What's been accomplished

  • Reached a deal to resolve its Teamster pension dispute. Tops last month reached a key settlement with the Teamsters union and a Teamsters pension fund to resolve a major pension dispute that could have cost the company more than $180 million over a 20-year span. The deal, which still needs court approval, removes a major financial hurdle that Tops was facing and allows it to settle a bitter dispute that had dragged on for more than four years. Tops agreed to use the money earmarked for a controversial $3.6 million executive bonus plan to fund most of its contribution to a new $15 million retirement fund that is being established for the warehouse workers. That new retirement fund will partially reimburse them for pension benefits they have not accrued since the pension dispute began in December 2013. The deal also extends the contract with Teamsters Local 264 by two years, giving workers at its warehouse 2 percent annual raises.

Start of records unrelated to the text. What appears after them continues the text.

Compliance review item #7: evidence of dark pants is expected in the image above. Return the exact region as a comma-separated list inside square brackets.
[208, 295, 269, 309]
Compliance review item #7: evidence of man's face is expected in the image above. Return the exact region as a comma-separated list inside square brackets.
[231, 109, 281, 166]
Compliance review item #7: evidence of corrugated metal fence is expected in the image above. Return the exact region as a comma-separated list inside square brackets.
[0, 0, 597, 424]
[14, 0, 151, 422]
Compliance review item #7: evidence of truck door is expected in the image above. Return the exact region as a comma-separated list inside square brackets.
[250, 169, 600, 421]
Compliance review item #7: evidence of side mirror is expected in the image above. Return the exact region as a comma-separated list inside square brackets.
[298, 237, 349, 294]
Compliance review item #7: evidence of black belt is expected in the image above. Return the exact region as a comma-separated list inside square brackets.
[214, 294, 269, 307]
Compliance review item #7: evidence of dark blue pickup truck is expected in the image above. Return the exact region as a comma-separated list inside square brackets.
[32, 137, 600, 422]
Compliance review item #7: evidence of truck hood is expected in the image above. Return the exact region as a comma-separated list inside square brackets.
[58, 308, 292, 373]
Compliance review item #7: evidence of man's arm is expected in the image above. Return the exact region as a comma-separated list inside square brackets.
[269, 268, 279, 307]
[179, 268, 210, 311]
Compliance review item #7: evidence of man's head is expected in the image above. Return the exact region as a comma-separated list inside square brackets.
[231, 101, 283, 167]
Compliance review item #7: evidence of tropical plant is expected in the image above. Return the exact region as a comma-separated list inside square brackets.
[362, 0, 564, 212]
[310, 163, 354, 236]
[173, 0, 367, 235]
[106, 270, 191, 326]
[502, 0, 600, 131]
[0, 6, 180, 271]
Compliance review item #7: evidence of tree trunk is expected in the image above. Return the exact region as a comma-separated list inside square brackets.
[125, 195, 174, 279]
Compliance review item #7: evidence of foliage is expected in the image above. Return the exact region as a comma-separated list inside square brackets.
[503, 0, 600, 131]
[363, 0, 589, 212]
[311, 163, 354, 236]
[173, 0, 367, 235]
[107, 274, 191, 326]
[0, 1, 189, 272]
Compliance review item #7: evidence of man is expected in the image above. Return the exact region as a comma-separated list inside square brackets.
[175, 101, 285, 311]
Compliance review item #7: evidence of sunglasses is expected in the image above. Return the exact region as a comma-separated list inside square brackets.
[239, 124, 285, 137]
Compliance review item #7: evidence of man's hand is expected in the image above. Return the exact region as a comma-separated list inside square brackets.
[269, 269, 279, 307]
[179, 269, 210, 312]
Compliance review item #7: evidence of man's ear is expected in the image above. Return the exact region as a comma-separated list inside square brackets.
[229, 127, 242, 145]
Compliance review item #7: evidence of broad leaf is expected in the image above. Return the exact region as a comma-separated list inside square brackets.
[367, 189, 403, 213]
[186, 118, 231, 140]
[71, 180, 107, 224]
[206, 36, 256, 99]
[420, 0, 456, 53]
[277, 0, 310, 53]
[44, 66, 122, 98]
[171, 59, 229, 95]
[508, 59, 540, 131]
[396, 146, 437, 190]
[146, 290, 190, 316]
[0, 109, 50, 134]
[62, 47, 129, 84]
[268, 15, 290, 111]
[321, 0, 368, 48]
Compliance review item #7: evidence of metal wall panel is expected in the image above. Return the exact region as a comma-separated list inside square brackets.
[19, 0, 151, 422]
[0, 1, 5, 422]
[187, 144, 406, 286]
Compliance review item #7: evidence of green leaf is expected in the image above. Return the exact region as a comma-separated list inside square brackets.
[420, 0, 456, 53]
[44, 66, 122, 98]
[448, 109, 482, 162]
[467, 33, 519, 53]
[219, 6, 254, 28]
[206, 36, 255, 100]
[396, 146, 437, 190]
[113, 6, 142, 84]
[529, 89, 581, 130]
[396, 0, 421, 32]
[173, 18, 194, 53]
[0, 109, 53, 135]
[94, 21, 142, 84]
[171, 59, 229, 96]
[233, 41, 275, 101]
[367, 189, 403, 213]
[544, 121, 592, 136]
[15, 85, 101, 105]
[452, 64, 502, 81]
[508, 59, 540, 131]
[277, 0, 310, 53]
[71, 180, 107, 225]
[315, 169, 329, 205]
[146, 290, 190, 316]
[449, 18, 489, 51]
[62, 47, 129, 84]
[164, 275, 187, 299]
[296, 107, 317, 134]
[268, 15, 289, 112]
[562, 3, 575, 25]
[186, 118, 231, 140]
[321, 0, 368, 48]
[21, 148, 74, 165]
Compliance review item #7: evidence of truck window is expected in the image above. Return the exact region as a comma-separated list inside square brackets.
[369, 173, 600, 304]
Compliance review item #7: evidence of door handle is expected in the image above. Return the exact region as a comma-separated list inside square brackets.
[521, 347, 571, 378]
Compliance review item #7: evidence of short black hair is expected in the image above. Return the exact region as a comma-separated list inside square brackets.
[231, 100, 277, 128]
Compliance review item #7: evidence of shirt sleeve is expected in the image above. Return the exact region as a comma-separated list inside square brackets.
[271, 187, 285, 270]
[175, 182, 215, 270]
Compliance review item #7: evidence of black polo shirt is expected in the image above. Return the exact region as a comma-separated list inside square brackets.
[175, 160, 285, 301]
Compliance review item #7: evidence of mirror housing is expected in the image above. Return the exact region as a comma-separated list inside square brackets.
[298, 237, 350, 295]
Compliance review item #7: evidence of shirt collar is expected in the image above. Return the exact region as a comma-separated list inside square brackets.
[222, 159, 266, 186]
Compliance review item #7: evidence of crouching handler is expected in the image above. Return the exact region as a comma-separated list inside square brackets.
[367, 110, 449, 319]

  • Dropped its executive bonus plan. Tops' proposal to pay bonuses of up to $1.3 million to its Chairman and CEO, Frank Curci, and smaller sums to other high-ranking executives, was a lightning rod for criticism, especially from the chain's workers and their unions. Tops dropped the executive bonus plan as part of the Teamsters pension settlement, but it still is pushing for a $3.5 million retention bonus plan that would reward 115 top managers and executives for not leaving their jobs through the end of this year. The Teamsters union agreed to drop its objection to the retention bonus plan as part of the pension settlement, but the UFCW still opposes it.